Cette dernière formulation a retenu mon attention. Synthèse rhétorique d’une certaine image des genres et de leur rôle respectif dans la sexualité, la séduction- la société?- :
L’homme part à la chasse de cette femme qui poireaute dans ses habits de velours, prête à être croquée mais supposée paradoxalement insaisissable. Poussez cette image à l’extrême, on se retrouve vite devant les vitrines du quartier rouge d’Amsterdam avec l’embarras du choix.
En proposant une soirée comme celle ci, le club le plus fréquenté par la communauté étudiante rémoise nous plonge dans le stéréotype érotique d’un rapport entre les sexes fixe, immobile, presque à sens unique où la gente féminine n’a qu’à bien se tenir. Derrière cette sexualité soi-disant libérée et ces fantasmes assumés, derrière ce qu’un thème comme celui-ci veut bien proposer comme façon d’envisager et de comprendre le sexe, il y a ces rôles toujours déjà là et des préjugés qui ont la vie longue.
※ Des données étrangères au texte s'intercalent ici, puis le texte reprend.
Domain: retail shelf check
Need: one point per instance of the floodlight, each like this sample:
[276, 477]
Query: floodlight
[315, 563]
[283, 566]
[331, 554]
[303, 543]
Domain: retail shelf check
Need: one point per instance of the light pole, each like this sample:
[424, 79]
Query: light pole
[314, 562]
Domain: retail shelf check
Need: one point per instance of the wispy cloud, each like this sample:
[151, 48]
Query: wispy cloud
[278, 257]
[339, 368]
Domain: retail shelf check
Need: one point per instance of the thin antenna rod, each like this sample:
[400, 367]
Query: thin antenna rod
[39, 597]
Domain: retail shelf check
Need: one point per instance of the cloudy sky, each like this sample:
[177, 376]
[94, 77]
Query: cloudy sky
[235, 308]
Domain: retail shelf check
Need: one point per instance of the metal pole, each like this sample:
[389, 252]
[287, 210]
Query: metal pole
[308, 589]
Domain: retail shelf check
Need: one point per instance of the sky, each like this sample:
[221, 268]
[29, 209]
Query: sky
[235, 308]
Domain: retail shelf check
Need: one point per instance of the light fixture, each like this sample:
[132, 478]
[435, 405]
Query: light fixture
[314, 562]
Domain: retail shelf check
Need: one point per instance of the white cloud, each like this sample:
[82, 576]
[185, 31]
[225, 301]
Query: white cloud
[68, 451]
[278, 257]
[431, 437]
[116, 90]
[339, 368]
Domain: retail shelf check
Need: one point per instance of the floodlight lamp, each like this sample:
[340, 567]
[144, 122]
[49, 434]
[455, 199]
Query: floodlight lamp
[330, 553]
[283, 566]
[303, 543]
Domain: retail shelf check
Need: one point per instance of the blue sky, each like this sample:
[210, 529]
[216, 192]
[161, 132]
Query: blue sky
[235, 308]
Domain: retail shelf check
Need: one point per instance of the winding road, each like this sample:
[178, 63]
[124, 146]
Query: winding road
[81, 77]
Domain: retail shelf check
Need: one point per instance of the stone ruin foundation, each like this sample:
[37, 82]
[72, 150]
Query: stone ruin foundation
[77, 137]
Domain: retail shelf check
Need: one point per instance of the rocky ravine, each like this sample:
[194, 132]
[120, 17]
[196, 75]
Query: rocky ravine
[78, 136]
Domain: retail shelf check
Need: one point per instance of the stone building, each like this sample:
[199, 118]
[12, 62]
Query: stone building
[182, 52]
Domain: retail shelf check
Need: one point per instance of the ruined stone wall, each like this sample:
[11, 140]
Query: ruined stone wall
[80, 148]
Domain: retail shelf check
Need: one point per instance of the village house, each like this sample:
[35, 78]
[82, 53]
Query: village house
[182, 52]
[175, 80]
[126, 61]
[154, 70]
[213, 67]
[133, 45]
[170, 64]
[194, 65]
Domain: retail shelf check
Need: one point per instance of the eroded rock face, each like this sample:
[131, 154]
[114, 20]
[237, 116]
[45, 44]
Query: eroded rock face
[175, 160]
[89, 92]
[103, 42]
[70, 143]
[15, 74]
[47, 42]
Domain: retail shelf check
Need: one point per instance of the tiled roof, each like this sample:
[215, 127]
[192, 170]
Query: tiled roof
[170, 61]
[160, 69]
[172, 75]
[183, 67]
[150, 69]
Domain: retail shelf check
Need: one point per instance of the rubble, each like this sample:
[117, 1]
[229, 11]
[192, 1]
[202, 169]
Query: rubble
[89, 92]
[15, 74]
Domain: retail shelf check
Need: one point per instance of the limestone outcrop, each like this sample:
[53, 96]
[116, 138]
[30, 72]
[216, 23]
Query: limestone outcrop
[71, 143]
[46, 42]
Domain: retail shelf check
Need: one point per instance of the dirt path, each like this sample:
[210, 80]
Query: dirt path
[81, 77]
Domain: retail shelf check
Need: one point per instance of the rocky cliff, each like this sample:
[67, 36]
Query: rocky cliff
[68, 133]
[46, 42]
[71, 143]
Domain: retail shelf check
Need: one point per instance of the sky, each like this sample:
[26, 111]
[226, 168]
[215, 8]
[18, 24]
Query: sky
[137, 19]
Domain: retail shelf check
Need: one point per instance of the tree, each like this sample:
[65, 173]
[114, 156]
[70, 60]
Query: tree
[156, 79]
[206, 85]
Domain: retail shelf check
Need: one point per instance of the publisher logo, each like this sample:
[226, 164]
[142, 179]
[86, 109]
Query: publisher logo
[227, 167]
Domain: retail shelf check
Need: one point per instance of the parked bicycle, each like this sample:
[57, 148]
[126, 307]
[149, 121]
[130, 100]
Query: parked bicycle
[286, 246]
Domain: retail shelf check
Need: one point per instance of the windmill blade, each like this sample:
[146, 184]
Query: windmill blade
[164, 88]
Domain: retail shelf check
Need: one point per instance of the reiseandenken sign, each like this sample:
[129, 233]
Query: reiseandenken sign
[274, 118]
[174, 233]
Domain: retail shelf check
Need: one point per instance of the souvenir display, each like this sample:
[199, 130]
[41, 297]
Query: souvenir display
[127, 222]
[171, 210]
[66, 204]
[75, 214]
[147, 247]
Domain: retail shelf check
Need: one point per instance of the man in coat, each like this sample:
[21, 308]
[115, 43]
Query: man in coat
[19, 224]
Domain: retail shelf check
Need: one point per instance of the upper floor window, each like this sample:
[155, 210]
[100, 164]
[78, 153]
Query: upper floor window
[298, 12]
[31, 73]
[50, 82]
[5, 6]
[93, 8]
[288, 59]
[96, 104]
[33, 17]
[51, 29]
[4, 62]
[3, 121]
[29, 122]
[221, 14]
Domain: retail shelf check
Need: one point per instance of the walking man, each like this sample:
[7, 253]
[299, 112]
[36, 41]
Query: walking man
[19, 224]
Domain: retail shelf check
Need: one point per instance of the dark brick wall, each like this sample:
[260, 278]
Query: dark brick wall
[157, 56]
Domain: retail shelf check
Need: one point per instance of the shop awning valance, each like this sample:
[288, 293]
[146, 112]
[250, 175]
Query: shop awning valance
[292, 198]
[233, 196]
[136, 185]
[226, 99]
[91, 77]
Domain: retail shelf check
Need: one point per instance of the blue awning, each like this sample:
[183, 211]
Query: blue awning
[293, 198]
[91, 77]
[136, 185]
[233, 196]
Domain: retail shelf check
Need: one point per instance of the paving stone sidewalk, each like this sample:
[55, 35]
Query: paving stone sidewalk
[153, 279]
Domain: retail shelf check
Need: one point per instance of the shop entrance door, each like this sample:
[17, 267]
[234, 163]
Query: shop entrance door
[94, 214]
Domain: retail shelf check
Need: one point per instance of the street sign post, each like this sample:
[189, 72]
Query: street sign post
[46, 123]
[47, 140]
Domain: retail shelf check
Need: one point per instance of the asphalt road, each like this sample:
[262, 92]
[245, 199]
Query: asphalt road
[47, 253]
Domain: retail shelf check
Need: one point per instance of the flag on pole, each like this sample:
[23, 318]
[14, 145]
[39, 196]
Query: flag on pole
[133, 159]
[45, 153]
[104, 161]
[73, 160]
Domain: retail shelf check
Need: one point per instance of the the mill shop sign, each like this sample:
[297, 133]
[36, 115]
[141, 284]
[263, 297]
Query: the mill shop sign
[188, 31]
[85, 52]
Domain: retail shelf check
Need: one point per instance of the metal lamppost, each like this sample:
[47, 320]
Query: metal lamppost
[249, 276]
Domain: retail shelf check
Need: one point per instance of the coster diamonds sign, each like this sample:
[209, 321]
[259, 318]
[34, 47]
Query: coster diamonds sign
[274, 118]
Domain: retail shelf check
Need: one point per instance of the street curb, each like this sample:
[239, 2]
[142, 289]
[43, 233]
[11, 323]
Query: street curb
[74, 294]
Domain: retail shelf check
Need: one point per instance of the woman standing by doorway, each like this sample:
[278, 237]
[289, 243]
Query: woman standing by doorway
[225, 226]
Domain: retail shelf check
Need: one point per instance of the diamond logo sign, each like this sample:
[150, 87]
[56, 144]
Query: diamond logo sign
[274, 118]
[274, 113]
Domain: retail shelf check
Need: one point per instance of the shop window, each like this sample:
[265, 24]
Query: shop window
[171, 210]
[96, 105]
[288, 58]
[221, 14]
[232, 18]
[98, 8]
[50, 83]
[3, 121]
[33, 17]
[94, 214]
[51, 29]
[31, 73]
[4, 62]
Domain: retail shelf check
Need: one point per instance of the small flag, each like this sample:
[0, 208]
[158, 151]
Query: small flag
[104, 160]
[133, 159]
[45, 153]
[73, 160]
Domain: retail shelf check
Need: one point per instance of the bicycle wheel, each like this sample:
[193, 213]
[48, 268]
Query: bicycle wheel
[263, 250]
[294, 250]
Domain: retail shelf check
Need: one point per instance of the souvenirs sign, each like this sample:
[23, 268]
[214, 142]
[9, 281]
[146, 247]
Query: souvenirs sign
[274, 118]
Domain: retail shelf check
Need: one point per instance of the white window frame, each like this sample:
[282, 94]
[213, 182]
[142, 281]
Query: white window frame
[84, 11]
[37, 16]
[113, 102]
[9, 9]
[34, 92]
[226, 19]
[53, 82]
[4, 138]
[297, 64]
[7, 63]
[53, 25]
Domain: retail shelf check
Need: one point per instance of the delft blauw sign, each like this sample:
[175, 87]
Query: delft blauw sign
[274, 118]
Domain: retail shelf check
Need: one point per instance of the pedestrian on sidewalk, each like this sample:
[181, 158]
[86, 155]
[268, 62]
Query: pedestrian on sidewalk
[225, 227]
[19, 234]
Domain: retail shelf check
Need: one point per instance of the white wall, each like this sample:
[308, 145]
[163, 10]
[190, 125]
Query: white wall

Ne vous méprenez pas, mon indignation n’est pas mue par un puritanisme anachronique ou le rejet d’un érotisme délivré. Les intentions du Vogue ne sont certainement pas mauvaises. Pourquoi blâmer l’initiative d’une soirée de plaisir? Le problème vient surtout du cliché que nous infligent les mots employés, les propositions vestimentaires et l’ambiance attendue. Chaque sexe dans son rôle, les genres à leur place et nos folies seront faites en sécurité. Car en se voulant le lieu de relâche du plaisir, le Vogue enferme et terrasse la sexualité dans une prison de dentelle où les femmes sont des objets de désir et les hommes des machines à plaisir. Où est la libération là-dedans? La singularité du rapport à la sexualité et à la séduction? L’opportunité de réinventer des formes particulières, de liens amoureux et/ou érotiques détachés de ces stéréotypes genrés universalisants ? Sans parler évidemment de la place qu’un tel thème offre à la communauté homosexuelle qui n’aura qu’à aller faire la fête ailleurs.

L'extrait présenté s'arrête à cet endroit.